Cook has his own theory about the confusing results of DALL·E mini. “One thing that came to my mind as I did some reading is that a lot of these datasets remove text that isn’t English, as well as remove information about specific people, ie proper names,” Cook said.
“What we may be seeing is a weird side effect of some of this filtering or pre-processing, where images of Indian women, for example, are less likely to be filtered by the ban list, or the text describing the images will be removed and they’ll be added to the image without labels. data set added.” For example, if the captions were in Hindi or another language, the text might get confused when processing the data, causing the image to have no caption. “I can’t say for sure — it’s just a theory that occurred to me while exploring the data.”
Bias in AI systems is universal, and even well-funded Big Tech initiatives like Microsoft’s chatbot Tay and Amazon’s AI recruiting tool have succumbed to the problem. Google’s text-to-image generation model, Imagen, and OpenAI’s DALL.E 2 explicitly reveal that their models have the potential to mimic harmful biases and stereotypes, much like DALL.E mini.
Cook has been vocal critic of what he sees as the growing callousness and revelations that shake off prejudice as an inevitable part of emerging AI models. He told Rest of the world that while it’s commendable that a new piece of technology allows people to have a lot of fun, “I think there are serious cultural and social issues with this technology that we don’t really appreciate.”
Dayma, creator of DALL·E mini, admits the model is still a work in progress and the extent of its biases have not yet been fully documented. “The model has generated a lot more interest than I expected,” Dayma . said Rest of the world† He wants the model to remain open source so that his team can study its limitations and biases more quickly. “I think it’s interesting for the public to be aware of what’s possible so that they can develop a critical mind towards the media they receive as images, to the same degree as media they receive as news articles. ”

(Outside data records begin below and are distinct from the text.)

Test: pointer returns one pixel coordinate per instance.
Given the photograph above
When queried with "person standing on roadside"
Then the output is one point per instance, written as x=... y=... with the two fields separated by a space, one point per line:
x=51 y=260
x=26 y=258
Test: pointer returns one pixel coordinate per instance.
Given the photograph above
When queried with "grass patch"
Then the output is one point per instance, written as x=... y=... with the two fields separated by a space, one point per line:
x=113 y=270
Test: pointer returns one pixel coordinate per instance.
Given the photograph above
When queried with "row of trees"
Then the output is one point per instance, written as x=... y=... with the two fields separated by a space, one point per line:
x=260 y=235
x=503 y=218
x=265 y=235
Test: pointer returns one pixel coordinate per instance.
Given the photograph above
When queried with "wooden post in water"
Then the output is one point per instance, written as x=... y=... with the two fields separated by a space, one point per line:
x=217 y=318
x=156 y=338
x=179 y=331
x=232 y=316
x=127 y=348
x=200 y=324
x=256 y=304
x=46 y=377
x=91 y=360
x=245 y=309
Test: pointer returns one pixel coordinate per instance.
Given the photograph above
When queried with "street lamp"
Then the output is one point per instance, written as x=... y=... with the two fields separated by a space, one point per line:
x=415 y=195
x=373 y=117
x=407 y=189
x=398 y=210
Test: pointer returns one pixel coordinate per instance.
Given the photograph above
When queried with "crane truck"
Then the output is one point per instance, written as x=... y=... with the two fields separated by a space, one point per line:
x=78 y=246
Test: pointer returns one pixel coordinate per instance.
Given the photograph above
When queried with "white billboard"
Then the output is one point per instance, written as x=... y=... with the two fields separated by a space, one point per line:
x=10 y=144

Meanwhile, the mystery remains unanswered. “I learn a lot from watching people use the model,” Dayma . said Rest of the world. “If it’s empty, it’s a gray area, so [I] needs to be further investigated.”
Marés said it’s important for people to learn about the potential damage of seemingly fun AI systems like DALL-E mini. The fact that even Dayma can’t discern why the system is spewing these images reinforces his concern. “That’s what the press and critics have [been] saying for years that these things are unpredictable and they have no control over them.”